The 2022 figures can be read as representing popular support for EU-led crisis management, particularly NextGenerationEU—the main source of redistribution supporting Europe’s economic recovery. One would perhaps expect that the 2022 hike in solidarity is strongly related to Ukraine. Yet prices and energy supply (not unconnected, of course) are the main concerns for Europeans at this juncture, rather than the war itself.
Exploring the correlates of European solidarity, we find a clear association with political attitudes towards the EU. Solidarity represents a willingness to engage collectively in the sharing of risks and resources against adversity. This implies the existence of institutional trust and a sense of belonging to a community—a European one. Is it far-fetched to see the combination of trust and solidarity as indicating an expression of community-building, towards something of a European polity (albeit without a well-defined demos)?
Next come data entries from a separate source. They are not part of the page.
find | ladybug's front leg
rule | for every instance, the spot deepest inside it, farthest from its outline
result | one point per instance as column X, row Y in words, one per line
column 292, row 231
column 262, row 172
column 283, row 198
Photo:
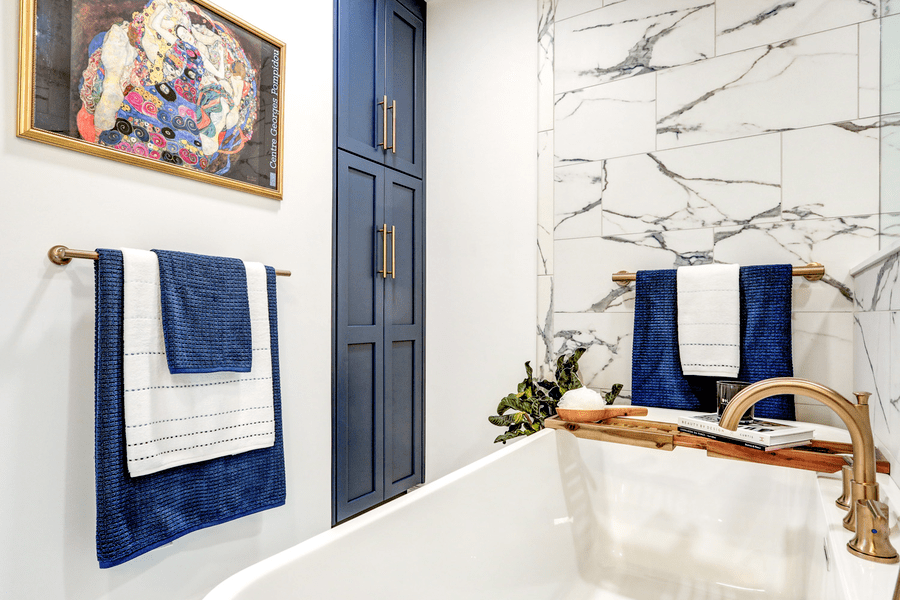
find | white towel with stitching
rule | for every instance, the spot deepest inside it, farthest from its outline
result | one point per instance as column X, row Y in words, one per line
column 709, row 320
column 173, row 420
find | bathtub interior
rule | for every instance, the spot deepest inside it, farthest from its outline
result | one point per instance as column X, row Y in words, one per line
column 554, row 516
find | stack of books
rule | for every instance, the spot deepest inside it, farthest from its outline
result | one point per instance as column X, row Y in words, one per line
column 753, row 433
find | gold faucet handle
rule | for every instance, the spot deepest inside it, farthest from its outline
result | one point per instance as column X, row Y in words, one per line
column 846, row 476
column 862, row 397
column 872, row 540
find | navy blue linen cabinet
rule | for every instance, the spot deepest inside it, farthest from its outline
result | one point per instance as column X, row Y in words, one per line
column 378, row 405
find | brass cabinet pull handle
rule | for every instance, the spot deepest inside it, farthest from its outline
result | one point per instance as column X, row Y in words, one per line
column 384, row 108
column 393, row 109
column 384, row 233
column 393, row 252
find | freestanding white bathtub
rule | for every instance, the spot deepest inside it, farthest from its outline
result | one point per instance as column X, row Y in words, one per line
column 556, row 517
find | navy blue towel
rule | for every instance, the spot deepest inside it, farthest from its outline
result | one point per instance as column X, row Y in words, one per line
column 137, row 515
column 766, row 333
column 656, row 375
column 206, row 314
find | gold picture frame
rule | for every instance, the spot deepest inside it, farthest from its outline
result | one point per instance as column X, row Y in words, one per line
column 200, row 91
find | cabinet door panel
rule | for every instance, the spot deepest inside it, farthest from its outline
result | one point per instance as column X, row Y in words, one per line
column 362, row 252
column 360, row 74
column 405, row 83
column 401, row 431
column 403, row 332
column 359, row 338
column 401, row 215
column 363, row 423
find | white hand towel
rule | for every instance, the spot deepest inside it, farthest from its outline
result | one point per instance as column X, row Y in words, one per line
column 173, row 420
column 709, row 321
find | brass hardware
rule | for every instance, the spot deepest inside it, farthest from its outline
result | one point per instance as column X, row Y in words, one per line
column 846, row 477
column 61, row 255
column 393, row 127
column 855, row 416
column 384, row 109
column 897, row 589
column 812, row 272
column 872, row 540
column 384, row 233
column 393, row 252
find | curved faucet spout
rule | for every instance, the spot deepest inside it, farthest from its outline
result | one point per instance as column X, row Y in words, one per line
column 854, row 416
column 872, row 540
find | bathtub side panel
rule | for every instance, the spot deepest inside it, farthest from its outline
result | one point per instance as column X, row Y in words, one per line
column 496, row 531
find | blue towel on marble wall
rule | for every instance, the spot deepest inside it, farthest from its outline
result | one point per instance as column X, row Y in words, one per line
column 766, row 333
column 140, row 514
column 656, row 375
column 206, row 314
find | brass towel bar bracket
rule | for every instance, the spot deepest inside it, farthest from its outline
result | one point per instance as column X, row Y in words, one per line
column 812, row 272
column 61, row 255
What kind of Europe do its citizens want? A ‘market Europe’ (stressing market integration and economic and monetary union) is less popular overall than a ‘social Europe’ (emphasising fair and equitable living standards) or a ‘global Europe’ (highlighting the EU’s leading role on climate and human rights). Most Europeans prefer a social model for Europe and the most supranationally oriented are also those most disposed towards fairness on welfare.
In combination with the finding that more citizens are willing to pay higher taxes for improved welfare, this indicates some scope for the EU to advance its social agenda. And under Ursula von der Leyen’s presidency the commission has been far more assertive than under José Manuel Barroso in the wake of the Great Recession, when solidarity was in very high demand but supply was dismal.
There is regional variation here. In north-western member states, where a global Europe is preferred, citizens sustain a more ‘post-materialist’ conception of the EU’s role in terms of international political values. In south-eastern states, though, citizens tend to view the EU through a more materialist lens, stressing a Europe that privileges social protection and market-based prosperity.
Nevertheless, the north-south rift over austerity, which characterised the eurozone crisis and its aftermath, may be easing. And the north-western versus south-eastern differences could form the basis for a vision for the EU as a whole, addressing different yet not antagonistic aspirations in tandem. Over the lifetime of this project, the EU has matured politically. This happened on the fly, in reaction to the multiple crises from eurozone debt to Putin’s war, rather than consciously and deliberately. What we seem to be witnessing are the growing pains of a political union with social fairness at its core.